In the case of U.S. ex rel. Bunk v. Gosselin World Wide Moving, N.V., the District Court struggled to configure a proper damages amount against the defendant and concluded that the plaintiff did not meet its burden in proving actual damages at trial. On appeal however, a very different result emerged, culminating in a puzzling conclusion highlighting the difficult balance between the FCA’s policy to punish and deter fraud and the Constitution’s guarantee of freedom from excessive penalties.
U.S. ex rel. Bunk v. Gosselin World Wide Moving: The Trial Phase
The Bunk case began in the Eastern District of Virginia after several qui tam actions were consolidated to form one whistleblower case against defendant Gosselin World Wide Moving, et al. In sum, plaintiffs alleged that the defendant had engaged in unlawful bid-rigging schemes in violation of its contract with the Department of Defense for the transport of military household goods between the U.S. and Europe. The case took a curious turn at trial when the plaintiffs decided to only pursue FCA penalties as opposed to monetary damages. Even though there was evidence to suggest the defendant submitted over 9,000 invoices for shipping payments, totaling potential damages and penalties in excess of $50,000,000, the trial court held that plaintiffs had failed to set forth evidence as to the financial amount it should receive. The trial court refused to enter an order for that amount and cited the Eighth Amendment’s prohibition against Excessive Fines. It also refused to enter plaintiffs’ requests for a reduced verdict of $24,000,000. As such, the District Court found Gosselin liable for its actions, but did not require it to pay a single fine under the FCA. In other words, the whistleblowers were unable to receive their award for coming forward.
U.S. ex rel. Bunk v. Gosselin World Wide Moving: The Appeal
The Court of Appeals for the Fourth Circuit saw the case in an entirely different way. First, it concluded that the $24 million compromise would have been appropriate and within the trial court’s discretion. It further addressed the intersection of the FCA, which allows for triple damages, and the Eighth Amendment’s prohibition against excessive fines. Referring to the conundrum as a “monster of our own creation,” the Fourth Circuit nonetheless determined the $24 million damages amount to be appropriate despite lack of evidence presented to the trial court of actual financial damages.
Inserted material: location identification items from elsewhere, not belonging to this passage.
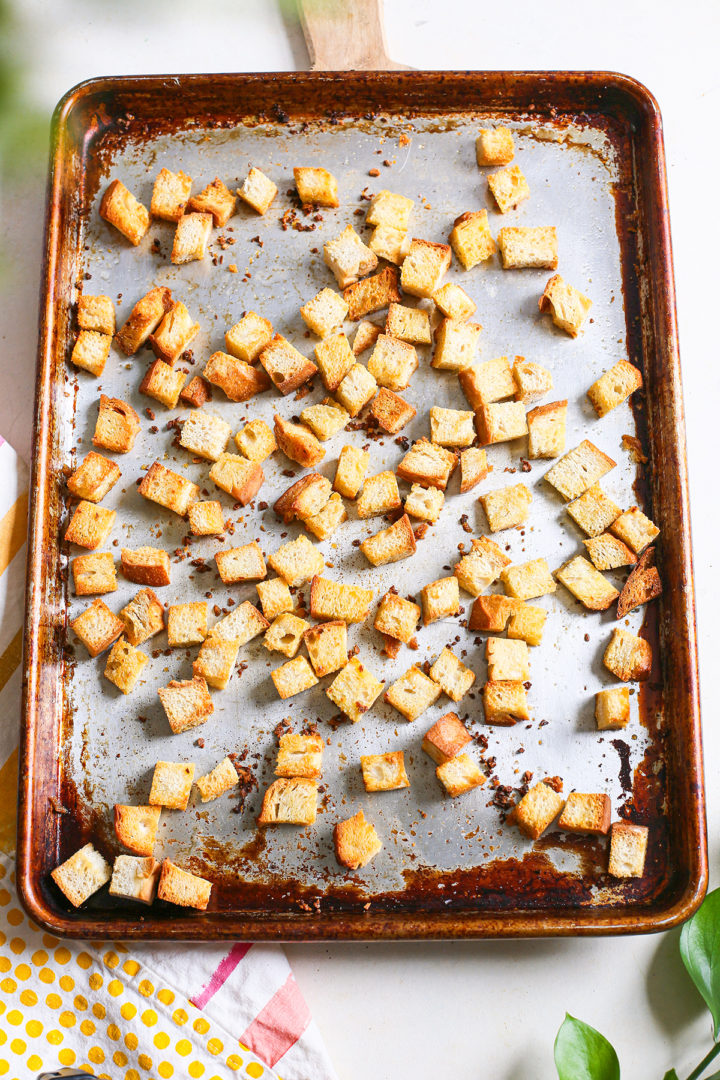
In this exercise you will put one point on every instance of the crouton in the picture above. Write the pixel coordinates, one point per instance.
(91, 351)
(217, 200)
(333, 599)
(297, 561)
(348, 257)
(568, 307)
(460, 774)
(218, 781)
(506, 508)
(614, 387)
(83, 873)
(289, 801)
(144, 320)
(143, 617)
(145, 566)
(628, 845)
(121, 208)
(424, 267)
(136, 827)
(179, 887)
(191, 235)
(258, 190)
(494, 146)
(384, 772)
(350, 473)
(371, 294)
(471, 239)
(240, 477)
(537, 810)
(627, 656)
(379, 495)
(527, 580)
(528, 246)
(355, 841)
(246, 339)
(480, 566)
(236, 379)
(612, 709)
(97, 628)
(124, 665)
(453, 677)
(170, 194)
(187, 703)
(117, 426)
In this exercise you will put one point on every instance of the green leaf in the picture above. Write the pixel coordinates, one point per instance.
(700, 948)
(582, 1053)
The Court concluded the matter by holding the trial court in error for awarding nothing at all, stating:
“An award of nothing at all because the claims were so voluminous provides a perverse incentive for dishonest contractors to generate as many false claims as possible, siphoning even more resources from the government… [The penalty] appropriately reflects the gravity of [defendant’s] offenses and provides the necessary and appropriate deterrent effect going forward.” See, United States ex rel. Bunk v. Gosselin World Wide Moving, N.V., No. 12-1369 (4th Cir. Dec. 19, 2013).